Morgan Stanley (NYSE:MS) has already announced that it doesn’t plan to cut any more jobs any time soon, although we have yet to hear from Citigroup Inc. (NYSE:C) on whether it will follow through on the cuts it was said to be planning last month.

Today’s cuts from JPMorgan Chase & Co. (NYSE:JPM) were announced in a presentation on the bank’s website. CEO, Jamie Dimo,n said the bank will eliminate about 4,000 jobs this year, with the bulk of those jobs coming from the bank’s mortgage division. The number amounts to about 1 percent of the bank’s staff. A spokesperson for the bank told Reuters that most of the cuts will come through attrition.

Dimon is in the process of reducing the bank’s expenses by $1 billion in the wake of three consecutive years of reporting record net income.
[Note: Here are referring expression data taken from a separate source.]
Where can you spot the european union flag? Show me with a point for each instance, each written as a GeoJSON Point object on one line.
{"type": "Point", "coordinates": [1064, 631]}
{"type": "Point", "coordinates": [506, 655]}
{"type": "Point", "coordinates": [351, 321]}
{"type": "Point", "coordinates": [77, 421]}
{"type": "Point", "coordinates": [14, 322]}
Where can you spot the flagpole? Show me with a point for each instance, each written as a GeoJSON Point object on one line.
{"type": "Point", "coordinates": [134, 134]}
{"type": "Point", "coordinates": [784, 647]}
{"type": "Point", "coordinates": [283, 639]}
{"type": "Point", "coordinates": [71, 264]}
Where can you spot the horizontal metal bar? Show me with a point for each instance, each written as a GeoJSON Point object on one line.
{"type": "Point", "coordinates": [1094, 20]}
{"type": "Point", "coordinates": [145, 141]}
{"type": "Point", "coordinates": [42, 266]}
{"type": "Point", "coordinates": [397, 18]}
The bank also said it expects to have $28 billion in cumulative excess capital next year.

Bloomberg reports that JPMorgan Chase & Co. (NYSE:JPM) could see profits from its mortgage division fall this year because of increased competition and almost record low interest rates. In recent years, the bank’s mortgage profits have been one of the main drivers of its earnings.

Shares of JPMorgan Chase & Co. (NYSE:JPM) were trading mostly flat in pre-market trades Tuesday morning.